Review: Othello

Zoe Barnes 17 January 2019


Othello, the ETG 2018 production, is a play of two halves. Pre-interval, it feels stiff, underdeveloped and strangely under-rehearsed, propped up by a competent Iago. But it vastly improves in the second part of the tragedy, and crescendos towards a satisfying and powerful finale.

The atmosphere was set immediately and competently with an on-stage band, and the conceit of a Jazz bar worked well, with little need for over complicated staging. Unfortunately, the proceedings struck a bad note as the dialogue itself began almost too aggressively and Roderigo wasn’t always comprehensible. As the play went on, his Rik Mayall-esque whining and frenetic energy became more funny and memorable, especially when contrasted with the stiffness of those around him. Aside from an initial few scenes, it was clear that Roderigo was well paired with Iago.

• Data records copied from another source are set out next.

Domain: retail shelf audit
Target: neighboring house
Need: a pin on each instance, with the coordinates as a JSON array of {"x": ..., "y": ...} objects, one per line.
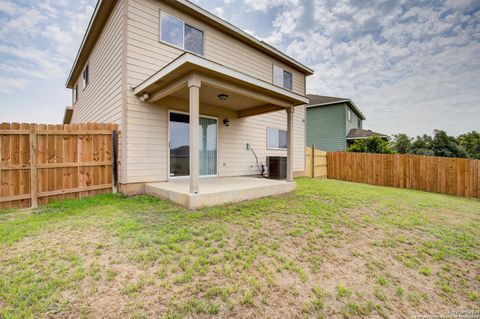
[
  {"x": 333, "y": 123},
  {"x": 152, "y": 65}
]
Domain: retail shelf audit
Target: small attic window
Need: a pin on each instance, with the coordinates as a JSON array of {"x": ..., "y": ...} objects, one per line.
[
  {"x": 282, "y": 77},
  {"x": 180, "y": 34}
]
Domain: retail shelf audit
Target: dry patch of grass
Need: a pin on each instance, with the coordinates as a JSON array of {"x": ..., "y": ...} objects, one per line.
[{"x": 333, "y": 249}]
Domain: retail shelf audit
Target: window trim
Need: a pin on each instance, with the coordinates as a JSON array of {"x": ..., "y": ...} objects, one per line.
[
  {"x": 283, "y": 75},
  {"x": 75, "y": 94},
  {"x": 276, "y": 148},
  {"x": 87, "y": 81},
  {"x": 162, "y": 12}
]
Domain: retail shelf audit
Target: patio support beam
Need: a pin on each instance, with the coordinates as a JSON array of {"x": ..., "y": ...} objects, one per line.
[
  {"x": 259, "y": 110},
  {"x": 290, "y": 144},
  {"x": 234, "y": 88},
  {"x": 166, "y": 91},
  {"x": 194, "y": 105}
]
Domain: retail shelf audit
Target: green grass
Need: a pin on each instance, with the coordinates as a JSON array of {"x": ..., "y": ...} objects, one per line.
[{"x": 333, "y": 249}]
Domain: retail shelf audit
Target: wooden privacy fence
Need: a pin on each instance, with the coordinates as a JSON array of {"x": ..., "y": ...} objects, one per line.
[
  {"x": 315, "y": 162},
  {"x": 454, "y": 176},
  {"x": 44, "y": 162}
]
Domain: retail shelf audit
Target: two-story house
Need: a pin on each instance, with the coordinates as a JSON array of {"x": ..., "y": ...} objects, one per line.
[{"x": 194, "y": 96}]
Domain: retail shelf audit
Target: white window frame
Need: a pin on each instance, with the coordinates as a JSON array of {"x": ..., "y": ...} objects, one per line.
[
  {"x": 278, "y": 130},
  {"x": 283, "y": 77},
  {"x": 86, "y": 80},
  {"x": 75, "y": 94},
  {"x": 163, "y": 13}
]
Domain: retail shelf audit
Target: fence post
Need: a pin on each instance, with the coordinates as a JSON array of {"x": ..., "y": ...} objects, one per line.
[
  {"x": 114, "y": 161},
  {"x": 33, "y": 167},
  {"x": 313, "y": 160}
]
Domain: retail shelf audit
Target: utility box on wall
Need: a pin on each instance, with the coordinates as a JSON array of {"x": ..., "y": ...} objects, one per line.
[{"x": 277, "y": 167}]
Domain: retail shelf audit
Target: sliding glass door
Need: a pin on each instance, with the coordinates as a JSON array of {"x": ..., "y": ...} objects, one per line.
[{"x": 180, "y": 145}]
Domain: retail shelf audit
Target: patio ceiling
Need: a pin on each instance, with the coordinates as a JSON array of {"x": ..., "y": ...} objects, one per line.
[{"x": 246, "y": 94}]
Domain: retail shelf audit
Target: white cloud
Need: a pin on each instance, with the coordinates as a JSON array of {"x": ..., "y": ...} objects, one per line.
[
  {"x": 41, "y": 37},
  {"x": 8, "y": 85},
  {"x": 410, "y": 67}
]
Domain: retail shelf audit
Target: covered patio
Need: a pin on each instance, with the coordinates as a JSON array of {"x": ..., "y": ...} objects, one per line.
[
  {"x": 218, "y": 190},
  {"x": 202, "y": 82}
]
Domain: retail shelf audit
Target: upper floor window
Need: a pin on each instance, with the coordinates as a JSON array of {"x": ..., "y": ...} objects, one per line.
[
  {"x": 75, "y": 93},
  {"x": 276, "y": 139},
  {"x": 282, "y": 77},
  {"x": 180, "y": 34},
  {"x": 86, "y": 77}
]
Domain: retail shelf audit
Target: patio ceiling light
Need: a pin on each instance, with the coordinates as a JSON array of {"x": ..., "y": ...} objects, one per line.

The second half was ridiculously superior to the first, allowing for the cast to shine. If at first it was difficult to deduce whether or not Jordan Julien would crumble under the weight of such a notorious character, his Othello soon grew in strength, becoming threatening, noble and pathetic all at once as he navigated the intrigues of the play. These, of course, culminated in the beautifully conceived, billowing white bed, for which the set designers must be congratulated in making do with what they had. Ella Blackburn’s Desdemona risked looking a little one-note, but grew magnificently post-interval, especially during her scenes with Emilia, where their relationship was touching, humorous and tender in its sincerity. Becky Shepherdson’s Emilia was glorious from beginning to end – a highlight of the production. She brought all the light and shade that such a play requires, and was the only character during the first half who successfully bridged the divide between being both interesting and sympathetic. The relationship between her and Iago was also particularly compelling.

To speak of what went down before the interval isn’t easy, because there were no obvious mistakes. Rather, it felt underwhelming and lifeless at times and, consequently, wasn’t very good, being more like a rehearsal performance where the best scenes were the musical interludes that had little to do with Shakespeare’s text. Iago was the saving grace: neither over elaborate in his speech nor lacking in presence, he carried the production. Bilal Hasna clearly knew his way around a stage and understood where his audience was, which sounds easy but, since so many conversations seemed to happen in the same spot and purely in profile, was not a given.

The main issue is what feels to be a lack of vision or direction, and the fall-out is particularly noticeable when it comes to the supporting cast, where it doesn’t feel as though as much attention had been paid to ensure that they fully embrace their talent or characters. Consequently, they appeared lacking in confidence. While Sara Hazemi showed promise and could certainly turn out a good tune, her duke didn’t always look like she knew what she was doing on the stage. Stiff, staccato and lacking in authority, often in profile, she exhibited Theresa May levels of awkwardness. When contrasted with her Bianca, both felt like caricatures. Emily Beck and Noah Geelan also showed some flair, but they too were perhaps poorly directed and, in their case, differentiated themselves too subtly between the multiple roles they were supposedly interpreting.

If you can get past the weaker beginning, Othello is a production worth seeing. It may also be your one opportunity to see Cassio playing a Casio keyboard, and that’s a jape worth it in itself.